For reference purposes, Crosby finished in 30th in plus-minus with a +18, less than half of Bergeron’s total. Crosby led the league with 104 points, but was only a +18; he is weak defensively. Crosby led all forwards in time on ice, but played only 40 minutes of shorthanded play. Bergeron nearly tripled that. Getzlaf and Giroux were both in the top 15 for power play time on ice, but finished well behind Bergeron in the faceoff circle and in plus-minus. Their offensive numbers draw attention from the national media, but their less “sexy” numbers separate Bergeron from these three candidates.
He will most likely never win an MVP, but Bergeron is the heart and soul of the Bruins’ franchise and will be for years to come. Excluding the lockout-shortened 2012-13 season, he has missed more than 15 games only once in his career. When Bergeron was injured with a concussion in 2007 the Bruins struggled mightily. And after he was sidelined for two games in the 2011 Eastern Conference Final, the Bruins were missing an essential player who linked their offense and defense together.
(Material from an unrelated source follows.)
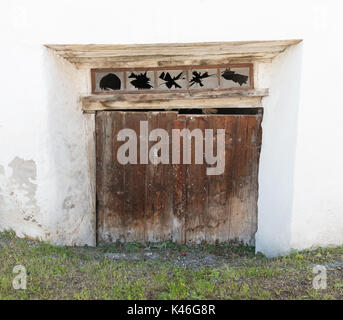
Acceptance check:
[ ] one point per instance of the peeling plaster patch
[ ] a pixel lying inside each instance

In the true definition of the most valuable player to his team, Bergeron represents that to a T. Crosby shares a line with another world-class forward in Evgeni Malkin. Getzlaf has a linemate in Corey Perry who is capable of 40 goals any given year. Giroux makes a case for the Hart Trophy because of limited depth offensively for the Flyers. But Bergeron is the main reason why the Bruins succeed on both ends of the ice, and is absolutely worth the Hart Trophy later in his career.